Cadoc had sat down in a chair on the other side of the room, and it looked like something else was on his mind. Or he was ignoring me, letting me cool off, and something about that idea made me a little angrier, like Cadoc was unphased by me. Maybe he was even falling asleep. It was hard to see in the little light that made it into this upstairs room. But I wasn’t yelling at him, anyway. I don’t know who I was yelling at. Myself. RENA. God. Tom.
My anger didn’t subside, but sharpened to a point, and I let it. I dug my remaining fingernails into my palms, fists shaking, and let my anger guide me. It would tell me what to do.
“Who hired the kidnappers?” I asked at last. It must have been some time later, because Cadoc jumped a little. I think maybe he had nodded off in the chair.

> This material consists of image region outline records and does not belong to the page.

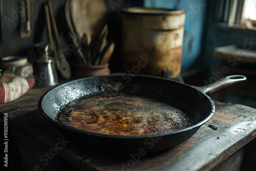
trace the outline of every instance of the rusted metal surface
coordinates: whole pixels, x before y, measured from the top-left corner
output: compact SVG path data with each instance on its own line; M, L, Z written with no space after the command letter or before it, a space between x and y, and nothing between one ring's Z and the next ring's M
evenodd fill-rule
M170 104L142 96L99 95L68 105L58 115L61 123L106 135L141 136L191 126L192 117Z
M124 9L122 15L123 70L153 76L168 72L172 73L169 78L178 76L181 68L185 16L182 10ZM148 61L140 62L141 56L146 55ZM134 66L140 69L134 68Z

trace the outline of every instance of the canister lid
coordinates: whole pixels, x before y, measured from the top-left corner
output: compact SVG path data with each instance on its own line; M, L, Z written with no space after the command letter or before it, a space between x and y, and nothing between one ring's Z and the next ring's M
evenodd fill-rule
M122 9L122 12L136 15L174 15L185 13L181 9L146 7L126 8Z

“I have no idea,” he answered, yawning again. “They mentioned a name, but I didn’t recognize it. It isn’t as if I’ve ever been in Eraztun before, you know. Your guess, well, it isn’t ‘as good as mine,’ but it’s close.”
“Could we find him?”
Cadoc stroked his chin. “I suppose we could. The kidnappers will be looking for us, but they’ve lost the element of surprise. If we spot them first, well, they’ll have to report back eventually.” He shook his head, as if finally realizing what I had said. “But why would we do that, Miles?”
“He had enough money to hire goons, didn’t he? We’re going to take it. If we can’t sell watches anymore without drawing attention to ourselves, then I think it’s time we robbed a house. And there’s no one on this God-forsaken planet I’d rather rob. He’s going to learn what happens when you fuck with someone who has nothing left to lose.”